B. Softer Semi-Augustinianism (Harder Semi-Pelagianism?)
In contrast to John Wesley’s teaching on prevenient grace, many contemporary Wesleyan-Arminian evangelicals and traditions either imply or explicitly teach that as a result of prevenient grace given to all humanity, the ability to move toward God, repent, and exercise faith is an inherent power within every human being. As such, human beings have the ability in any given moment to exercise their will to believe the Gospel and be saved. From this perspective, people at any time may hear the Gospel, weigh the strengths and weaknesses of the argument offered, and choose to follow Christ. Thus, faith and a personal response to the Gospel is primarily something people do. They believe. They decide. They receive. To contemporary Wesleyans, human beings have this power to decide as a result of prevenient grace—a blanket of grace given to all humans everywhere, enabling them to move toward God and exercise faith in any given moment.
The teaching of many contemporary Wesleyan-Arminian evangelicals pragmatically places them in the Semi-Pelagian camp.

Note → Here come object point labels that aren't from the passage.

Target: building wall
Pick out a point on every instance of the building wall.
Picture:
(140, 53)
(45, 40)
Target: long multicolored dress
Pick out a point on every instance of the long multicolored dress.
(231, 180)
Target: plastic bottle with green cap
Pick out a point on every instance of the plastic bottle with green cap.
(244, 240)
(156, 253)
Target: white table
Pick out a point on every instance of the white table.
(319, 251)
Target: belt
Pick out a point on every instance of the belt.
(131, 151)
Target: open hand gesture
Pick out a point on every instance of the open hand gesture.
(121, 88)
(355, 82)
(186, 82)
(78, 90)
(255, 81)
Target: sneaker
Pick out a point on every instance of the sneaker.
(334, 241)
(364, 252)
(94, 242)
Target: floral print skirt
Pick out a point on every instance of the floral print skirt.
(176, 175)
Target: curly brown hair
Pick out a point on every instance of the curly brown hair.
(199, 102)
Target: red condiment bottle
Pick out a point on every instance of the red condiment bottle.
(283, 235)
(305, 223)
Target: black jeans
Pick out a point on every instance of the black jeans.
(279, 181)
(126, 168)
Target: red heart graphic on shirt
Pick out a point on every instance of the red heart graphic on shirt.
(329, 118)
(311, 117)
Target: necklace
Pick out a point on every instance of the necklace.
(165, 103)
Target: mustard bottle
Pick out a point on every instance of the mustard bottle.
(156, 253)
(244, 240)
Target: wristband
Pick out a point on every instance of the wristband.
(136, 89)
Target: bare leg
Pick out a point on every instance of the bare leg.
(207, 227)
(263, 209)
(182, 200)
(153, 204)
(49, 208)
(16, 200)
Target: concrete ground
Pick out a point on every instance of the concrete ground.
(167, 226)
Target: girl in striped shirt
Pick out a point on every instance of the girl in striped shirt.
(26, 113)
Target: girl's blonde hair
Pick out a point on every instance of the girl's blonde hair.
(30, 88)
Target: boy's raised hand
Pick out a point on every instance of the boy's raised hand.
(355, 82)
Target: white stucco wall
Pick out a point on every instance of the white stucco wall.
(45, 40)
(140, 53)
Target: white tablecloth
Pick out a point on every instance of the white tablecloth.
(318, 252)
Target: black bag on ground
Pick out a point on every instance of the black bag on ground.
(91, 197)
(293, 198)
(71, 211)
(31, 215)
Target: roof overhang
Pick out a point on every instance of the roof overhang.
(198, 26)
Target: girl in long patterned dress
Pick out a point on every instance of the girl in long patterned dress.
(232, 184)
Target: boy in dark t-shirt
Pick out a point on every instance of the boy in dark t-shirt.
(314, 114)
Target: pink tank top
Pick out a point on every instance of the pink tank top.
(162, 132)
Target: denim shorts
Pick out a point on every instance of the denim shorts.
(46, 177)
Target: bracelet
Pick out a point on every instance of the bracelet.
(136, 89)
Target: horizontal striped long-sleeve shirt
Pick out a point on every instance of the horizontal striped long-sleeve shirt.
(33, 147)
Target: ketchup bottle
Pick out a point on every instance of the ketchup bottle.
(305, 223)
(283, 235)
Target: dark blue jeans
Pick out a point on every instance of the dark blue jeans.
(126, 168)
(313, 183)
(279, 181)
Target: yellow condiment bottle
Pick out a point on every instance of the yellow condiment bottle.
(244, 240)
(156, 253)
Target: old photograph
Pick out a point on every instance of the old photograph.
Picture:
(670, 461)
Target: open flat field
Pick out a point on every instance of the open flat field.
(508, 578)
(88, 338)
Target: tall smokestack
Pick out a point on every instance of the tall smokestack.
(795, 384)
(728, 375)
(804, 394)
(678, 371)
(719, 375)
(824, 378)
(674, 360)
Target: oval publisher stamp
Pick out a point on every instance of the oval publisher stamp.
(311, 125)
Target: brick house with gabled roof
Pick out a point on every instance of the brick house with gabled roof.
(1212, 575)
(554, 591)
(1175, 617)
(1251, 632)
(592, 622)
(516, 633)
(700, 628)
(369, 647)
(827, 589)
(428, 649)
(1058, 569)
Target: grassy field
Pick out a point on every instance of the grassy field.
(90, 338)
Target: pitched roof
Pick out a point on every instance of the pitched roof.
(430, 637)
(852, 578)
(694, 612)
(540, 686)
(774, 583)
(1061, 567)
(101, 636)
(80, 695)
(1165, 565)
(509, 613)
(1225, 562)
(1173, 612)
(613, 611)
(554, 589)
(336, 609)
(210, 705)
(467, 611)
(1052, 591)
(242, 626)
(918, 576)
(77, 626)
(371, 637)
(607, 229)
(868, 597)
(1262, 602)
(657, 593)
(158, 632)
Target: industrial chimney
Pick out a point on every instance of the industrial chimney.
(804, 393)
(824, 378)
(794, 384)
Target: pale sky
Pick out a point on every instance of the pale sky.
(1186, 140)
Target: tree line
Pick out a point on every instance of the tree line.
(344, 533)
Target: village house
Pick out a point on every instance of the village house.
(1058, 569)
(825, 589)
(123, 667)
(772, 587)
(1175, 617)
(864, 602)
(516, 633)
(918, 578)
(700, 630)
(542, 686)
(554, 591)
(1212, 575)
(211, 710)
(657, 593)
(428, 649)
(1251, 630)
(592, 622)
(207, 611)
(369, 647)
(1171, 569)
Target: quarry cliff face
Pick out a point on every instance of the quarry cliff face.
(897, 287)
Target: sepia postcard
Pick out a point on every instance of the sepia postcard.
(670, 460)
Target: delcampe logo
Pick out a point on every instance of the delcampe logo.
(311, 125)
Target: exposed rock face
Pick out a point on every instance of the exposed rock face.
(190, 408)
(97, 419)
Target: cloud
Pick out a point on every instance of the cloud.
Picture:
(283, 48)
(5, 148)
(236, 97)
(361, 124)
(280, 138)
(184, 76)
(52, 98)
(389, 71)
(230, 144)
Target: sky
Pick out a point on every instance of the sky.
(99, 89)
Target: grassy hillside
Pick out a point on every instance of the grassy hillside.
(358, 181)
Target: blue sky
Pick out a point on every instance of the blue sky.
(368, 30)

Wesleyan-Arminian theologians and traditions holding this view acknowledge “total depravity” and the state of “natural humanity” as spiritually dead to God, thoroughly corrupt, and absolutely dependent upon God’s initiative in the work of salvation. However, they believe God has taken that initiative through prevenient grace given to all, defining prevenient grace as stated above. As such, this teaching pragmatically places people in the Semi-Pelagian camp; people can initiate a move toward God at any time, but only as a result of God’s initiative of prevenient grace. Thus, theologically this moves them closer to Semi-Augustinianism. For our purposes, this Wesleyan understanding is placed between the Semi-Pelagian and the Semi-Augustinian positions as representative of a soft Semi-Augustinianism, but some might argue that this is a harder form of semi-Pelagianism.
Examples of this form of Wesleyan-Arminianism, softer Semi-Augustinianism, would include The Wesleyan Church and The Nazarene Churches, at least as stated in their Articles of Religion addressing prevenient grace.
For Wesley prevenient grace in itself does not restore to people the ability to exercise faith, much less repentance—these are works of God, not of men and women.
As a note here, John Wesley would disagree with prevenient grace so defined. This contemporary understanding is a fundamental misappropriation of Wesley’s teaching on prevenient grace. To Wesley prevenient grace given to all humanity brings the power to respond to grace, not the power to believe. Wesley would say that as a result of prevenient grace human beings are able to cooperate with further offers of grace by God—not that they have the power to believe whenever they hear the gospel. For Wesley prevenient grace in itself does not restore to people the ability to exercise faith, much less repentance—these are works of God, not of men and women. Prevenient grace enables a person to cooperate with further works of divine grace made available through the means of grace: grace that convicts a person of sin, convinces a person of the need for Christ, and creates saving faith.